2 things tonight: my bass teacher and where’s my wife?

Honestly, I screamed for a second when I got in the car after my bass lesson tonight.

Sometimes I feel like “Daniel Son” in Karate Kid when I go to bass lessons. I have been working on the same damn Bach piece for longer than I care to admit. I can play all of it; I just struggle to play it perfectly every time. I’m like.. 90% on it.  When I started studying with Denson Angulo last summer- if you would have shown me the music and said I’d be playing it within the next year, I would not have believed you.  Nevertheless… I’ve been working on it for MONTHS.  Every week, I go in for a lesson, and that 10% that I’m missing holds an hour’s worth of lesson. One week it’s the position of my thumb on the back of the neck. Another week it’s my left hand pinky. Another week it’s timing. Another week it’s articulation. Another week it’s my right and string muting technique. Another week it’s fretting. Another week it’s my plucking approach. Another week it’s my left hand thumb AGAIN. This week, it was the simple alternation of my index and middle fingers as they pluck the notes.  This DAMN Bach piece has been my cross for too long.  I am so bored of it. I am so tired of it.  And yet – every week, it exposes more opportunities to refine my playing. It lays bare the very fundamentals of playing the bass, and Denson will not settle for less than excellence in my mastery of the fundamentals.  It is taking so long (granted, if I practiced more, the process would accelerate, but I do what I can given my schedule)…  but Denson is widely regarded as the best.  As exhausting as this is – I am grateful for a teacher that SOMEHOW makes it fun, interesting, and encouraging, to keep hammering away at these minute details of playing the electric bass.  So… Denson, if you heard me – it’s all good, man. I appreciate you busting my chops and insisting on excellence.

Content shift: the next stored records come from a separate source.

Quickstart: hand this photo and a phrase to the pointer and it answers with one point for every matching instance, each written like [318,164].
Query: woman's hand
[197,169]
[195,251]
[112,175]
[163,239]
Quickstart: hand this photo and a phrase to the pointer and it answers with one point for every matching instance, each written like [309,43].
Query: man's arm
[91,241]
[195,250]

On the way home from my lesson, I stopped in to IKEA to pick up a few paper globe thingys to use as light fixtures in my bedroom.  There is something about IKEA that makes me feel so domestic – sort of.  Honestly, it makes me miss having a wife. Not necessarily my former wife (with all due respect), but just… the idea of a woman at my side that I’m buying cheap wine glasses and picture frames and making memories with.

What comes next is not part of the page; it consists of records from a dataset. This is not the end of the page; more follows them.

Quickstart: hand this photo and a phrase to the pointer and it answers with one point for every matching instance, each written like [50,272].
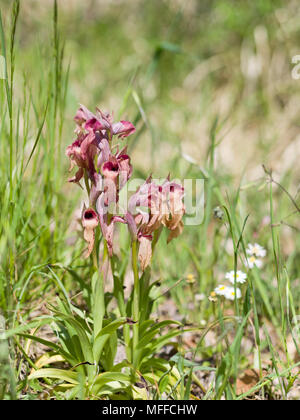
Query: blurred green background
[210,88]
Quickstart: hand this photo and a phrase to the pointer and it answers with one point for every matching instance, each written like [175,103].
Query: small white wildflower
[256,250]
[253,261]
[199,297]
[240,277]
[230,293]
[220,290]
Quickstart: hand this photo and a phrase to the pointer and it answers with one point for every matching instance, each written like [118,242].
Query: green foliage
[180,70]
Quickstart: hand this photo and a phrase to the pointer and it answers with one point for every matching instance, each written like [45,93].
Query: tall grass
[45,80]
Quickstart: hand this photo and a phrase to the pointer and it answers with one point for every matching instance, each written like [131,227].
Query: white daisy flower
[221,290]
[230,293]
[256,250]
[253,261]
[240,277]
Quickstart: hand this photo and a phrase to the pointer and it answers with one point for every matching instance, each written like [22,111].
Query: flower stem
[135,309]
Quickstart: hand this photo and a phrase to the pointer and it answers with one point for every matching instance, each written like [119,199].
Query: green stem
[135,309]
[119,294]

I felt really lonely tonight.

It didn’t help that this song was playing over the PA:

I know this song is not about being a conflicted quasi lonely bachelor, but I suppose some lines do speak to me on a deeper, private level.

“Wish that I could cry /  Fall upon my knees / Find a way to lie / About a home I’ll never see”

I like to think I’ve been purposeful in my bachelorhood.  I’ve had some wonderful women in my life during the last 6 years. I wish you could see  / meet them. I adore them each in their own way.  And yet, I ended those relationships deliberately, for what I thought of as a higher purpose.

Something about the “new stuff” smell of IKEA conjures nesting instincts.  It becomes salient… I can almost feel a girl at my side that I adore, love, and make a life with. I imagine how fun it would be to look for the perfect lamp for our bedroom, and how stoked we are to find that new wok for only 5 bucks.

My home is very utilitarian. What should be the master bedroom is my photography studio. There is nothing celebratory or nurturing about my bedroom. It is small and shares space with my laundry, music  practice area, and photo editing desk.  It works, but it does not live.

Kind of like me, in some regards.

 

p.s. I really did score a new wok for 5 bucks.